UNIVERSITY PARK, Pa. — A paper authored by students and faculty from the Penn State College of Information Sciences and Technology (IST) received the Best Long Paper award at the 16th International Natural Language Generation (INLG) Conference, which took place Sept. 11-15 in Prague, Czech Republic.
“Only one long paper award was given at this conference, and we were pleased to receive the honor,” said Ting-Hao “Kenneth” Huang, assistant professor of IST. Huang and co-author C. Lee Giles, David Reese Professor of Information Systems and Technology served as faculty co-advisers on the research project.
The paper, “Summaries as Captions: Generating Figure Captions for Scientific Documents With Automated Text Summarization,” was selected based on its originality, impact and contribution to the field of natural language generation, according to the conference website.

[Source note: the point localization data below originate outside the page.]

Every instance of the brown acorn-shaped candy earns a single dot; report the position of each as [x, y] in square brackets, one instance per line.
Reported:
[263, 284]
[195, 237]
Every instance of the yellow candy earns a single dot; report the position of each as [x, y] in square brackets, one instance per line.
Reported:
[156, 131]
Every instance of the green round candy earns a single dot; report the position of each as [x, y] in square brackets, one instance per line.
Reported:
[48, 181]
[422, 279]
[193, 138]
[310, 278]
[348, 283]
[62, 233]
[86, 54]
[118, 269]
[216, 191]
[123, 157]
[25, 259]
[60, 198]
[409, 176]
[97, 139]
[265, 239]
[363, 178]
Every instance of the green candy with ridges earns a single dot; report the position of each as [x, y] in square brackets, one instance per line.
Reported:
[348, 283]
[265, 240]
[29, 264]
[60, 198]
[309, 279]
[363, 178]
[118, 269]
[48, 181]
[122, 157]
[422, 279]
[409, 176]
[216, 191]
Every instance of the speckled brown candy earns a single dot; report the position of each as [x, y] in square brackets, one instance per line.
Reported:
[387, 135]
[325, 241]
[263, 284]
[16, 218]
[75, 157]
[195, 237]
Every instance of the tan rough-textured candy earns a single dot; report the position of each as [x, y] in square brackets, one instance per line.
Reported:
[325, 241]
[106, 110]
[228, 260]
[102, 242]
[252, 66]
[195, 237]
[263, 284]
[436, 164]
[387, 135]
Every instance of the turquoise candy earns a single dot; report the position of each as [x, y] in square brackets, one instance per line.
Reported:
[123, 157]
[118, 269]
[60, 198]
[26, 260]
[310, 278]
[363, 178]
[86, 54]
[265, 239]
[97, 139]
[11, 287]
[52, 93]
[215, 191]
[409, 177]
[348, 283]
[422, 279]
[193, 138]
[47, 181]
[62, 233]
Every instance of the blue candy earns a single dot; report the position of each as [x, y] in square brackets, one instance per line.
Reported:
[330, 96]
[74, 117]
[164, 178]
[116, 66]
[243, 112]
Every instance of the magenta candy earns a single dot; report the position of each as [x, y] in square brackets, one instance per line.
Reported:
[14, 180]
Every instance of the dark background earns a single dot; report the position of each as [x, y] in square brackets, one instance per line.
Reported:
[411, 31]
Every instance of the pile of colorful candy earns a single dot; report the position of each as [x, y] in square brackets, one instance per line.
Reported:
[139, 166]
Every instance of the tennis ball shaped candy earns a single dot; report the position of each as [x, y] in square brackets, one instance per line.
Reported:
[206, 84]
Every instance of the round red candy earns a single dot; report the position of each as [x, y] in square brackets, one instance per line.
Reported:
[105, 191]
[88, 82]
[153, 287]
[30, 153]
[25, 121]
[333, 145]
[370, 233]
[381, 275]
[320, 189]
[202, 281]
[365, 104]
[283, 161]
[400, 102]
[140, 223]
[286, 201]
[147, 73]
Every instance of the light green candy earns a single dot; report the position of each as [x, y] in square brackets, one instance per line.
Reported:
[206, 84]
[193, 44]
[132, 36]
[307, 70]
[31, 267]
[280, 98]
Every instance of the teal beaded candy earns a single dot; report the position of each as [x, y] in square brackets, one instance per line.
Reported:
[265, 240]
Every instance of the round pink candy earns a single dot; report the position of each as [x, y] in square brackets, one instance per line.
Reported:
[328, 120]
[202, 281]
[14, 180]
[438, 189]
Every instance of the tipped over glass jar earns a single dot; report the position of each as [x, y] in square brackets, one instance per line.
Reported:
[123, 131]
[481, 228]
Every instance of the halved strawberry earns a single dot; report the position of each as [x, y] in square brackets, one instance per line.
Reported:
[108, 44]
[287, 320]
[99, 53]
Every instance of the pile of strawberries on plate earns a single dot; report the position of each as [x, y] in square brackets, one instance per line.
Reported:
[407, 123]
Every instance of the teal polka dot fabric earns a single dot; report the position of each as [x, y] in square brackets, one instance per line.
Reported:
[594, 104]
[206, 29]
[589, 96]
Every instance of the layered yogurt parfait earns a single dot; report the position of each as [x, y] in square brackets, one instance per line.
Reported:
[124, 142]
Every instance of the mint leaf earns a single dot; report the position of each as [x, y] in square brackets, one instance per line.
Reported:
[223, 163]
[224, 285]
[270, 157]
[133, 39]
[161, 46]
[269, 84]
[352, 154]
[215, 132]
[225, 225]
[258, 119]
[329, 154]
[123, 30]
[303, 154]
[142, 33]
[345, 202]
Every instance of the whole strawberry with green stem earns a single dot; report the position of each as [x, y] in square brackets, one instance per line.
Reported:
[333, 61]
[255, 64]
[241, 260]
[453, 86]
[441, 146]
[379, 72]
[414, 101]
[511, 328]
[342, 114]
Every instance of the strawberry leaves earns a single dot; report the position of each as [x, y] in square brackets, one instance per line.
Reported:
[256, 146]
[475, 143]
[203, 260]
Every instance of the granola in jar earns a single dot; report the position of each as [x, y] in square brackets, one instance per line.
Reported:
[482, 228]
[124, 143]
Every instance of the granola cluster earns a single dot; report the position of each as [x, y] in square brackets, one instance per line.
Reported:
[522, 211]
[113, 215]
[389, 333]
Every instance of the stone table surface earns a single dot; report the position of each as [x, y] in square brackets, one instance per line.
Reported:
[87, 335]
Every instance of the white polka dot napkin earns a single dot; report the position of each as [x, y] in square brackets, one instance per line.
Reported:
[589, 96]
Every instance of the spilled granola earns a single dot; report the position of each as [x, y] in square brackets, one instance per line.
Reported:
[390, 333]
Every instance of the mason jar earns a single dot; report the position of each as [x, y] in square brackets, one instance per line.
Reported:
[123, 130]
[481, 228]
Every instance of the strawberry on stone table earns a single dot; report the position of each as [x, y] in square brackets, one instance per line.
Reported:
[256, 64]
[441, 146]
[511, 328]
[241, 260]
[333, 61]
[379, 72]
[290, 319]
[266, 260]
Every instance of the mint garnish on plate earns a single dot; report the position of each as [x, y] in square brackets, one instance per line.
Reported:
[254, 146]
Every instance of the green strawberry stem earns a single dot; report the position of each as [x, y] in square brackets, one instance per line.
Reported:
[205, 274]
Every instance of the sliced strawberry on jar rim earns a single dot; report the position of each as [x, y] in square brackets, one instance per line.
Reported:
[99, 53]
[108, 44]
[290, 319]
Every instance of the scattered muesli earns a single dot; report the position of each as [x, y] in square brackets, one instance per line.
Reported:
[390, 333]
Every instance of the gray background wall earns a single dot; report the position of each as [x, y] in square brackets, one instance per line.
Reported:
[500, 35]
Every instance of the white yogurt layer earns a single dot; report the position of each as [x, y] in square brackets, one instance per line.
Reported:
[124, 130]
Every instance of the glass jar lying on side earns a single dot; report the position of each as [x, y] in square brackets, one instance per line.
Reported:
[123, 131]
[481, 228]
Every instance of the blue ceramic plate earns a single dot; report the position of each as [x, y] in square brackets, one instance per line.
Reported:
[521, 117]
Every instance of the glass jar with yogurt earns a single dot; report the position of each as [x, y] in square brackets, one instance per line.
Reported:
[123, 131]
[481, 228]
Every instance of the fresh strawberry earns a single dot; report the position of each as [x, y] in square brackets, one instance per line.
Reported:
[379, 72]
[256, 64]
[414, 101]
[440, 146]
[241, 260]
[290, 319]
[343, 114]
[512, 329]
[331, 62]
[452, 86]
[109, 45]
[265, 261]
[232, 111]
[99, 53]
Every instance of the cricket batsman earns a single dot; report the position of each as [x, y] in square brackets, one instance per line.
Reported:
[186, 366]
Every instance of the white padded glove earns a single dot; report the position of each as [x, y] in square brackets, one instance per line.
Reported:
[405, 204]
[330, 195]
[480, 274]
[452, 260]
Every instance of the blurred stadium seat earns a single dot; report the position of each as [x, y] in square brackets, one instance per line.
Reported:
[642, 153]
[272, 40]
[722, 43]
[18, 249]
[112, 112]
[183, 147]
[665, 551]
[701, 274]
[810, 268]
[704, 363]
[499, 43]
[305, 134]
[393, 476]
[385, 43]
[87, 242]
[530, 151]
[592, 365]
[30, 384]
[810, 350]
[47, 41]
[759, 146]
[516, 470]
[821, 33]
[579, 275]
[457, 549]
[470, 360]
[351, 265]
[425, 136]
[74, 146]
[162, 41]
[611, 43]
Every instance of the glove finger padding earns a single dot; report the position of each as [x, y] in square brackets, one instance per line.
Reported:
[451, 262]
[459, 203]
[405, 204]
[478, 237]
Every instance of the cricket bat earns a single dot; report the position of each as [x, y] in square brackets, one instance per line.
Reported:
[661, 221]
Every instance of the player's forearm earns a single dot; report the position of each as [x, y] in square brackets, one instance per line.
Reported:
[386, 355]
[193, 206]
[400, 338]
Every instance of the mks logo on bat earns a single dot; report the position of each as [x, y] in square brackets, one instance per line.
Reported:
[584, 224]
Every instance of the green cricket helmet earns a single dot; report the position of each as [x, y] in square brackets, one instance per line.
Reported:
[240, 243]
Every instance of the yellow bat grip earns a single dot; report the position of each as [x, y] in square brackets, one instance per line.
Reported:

“Despite their importance, writing captions for figures in a scientific paper is not often a priority for researchers,” Kenneth Huang said. “A significant portion of the captions we reviewed in our corpus of published papers were terrible. Automatic caption generation could aid paper writers by providing good starting captions that can be refined for better quality.”
In their work, the researchers addressed the limitations of existing natural language processing (NLP) tools that approach automatic caption generation as a vision-to-language task. They aimed to show that using NLP tools to summarize a paper’s textual content would generate better figure captions than those created by the vision-based algorithms.
“A vision-to-language approach creates captions based on the image,” said co-author Ting-Yao Hsu, a computer science doctoral student in the College of Engineering. “We fine-tuned a pre-trained abstractive summarization model to specifically summarize paragraphs that reference figures — for example, ‘as shown in Figure 1’ — into captions.”
A good caption should help readers understand the complexity of a paper’s figures, such as bar charts, line charts or pie charts. Using context from the document’s full text makes sense, according to lead co-author Chieh-Yang Huang, who earned his doctorate in informatics from Penn State this month.
“Scientific papers typically include extensive text that can aid caption generation,” he said. “Our analysis showed that more than 75% of words in figure captions could be aligned with the words in the paragraphs mentioning those figures.”
According to the researchers, automatic evaluation showed summarizing paragraphs that reference a figure resulted in better captions than using vision-based methods. Captions generated by the researchers’ model also performed better than vision-generated captions when evaluated by human external domain experts.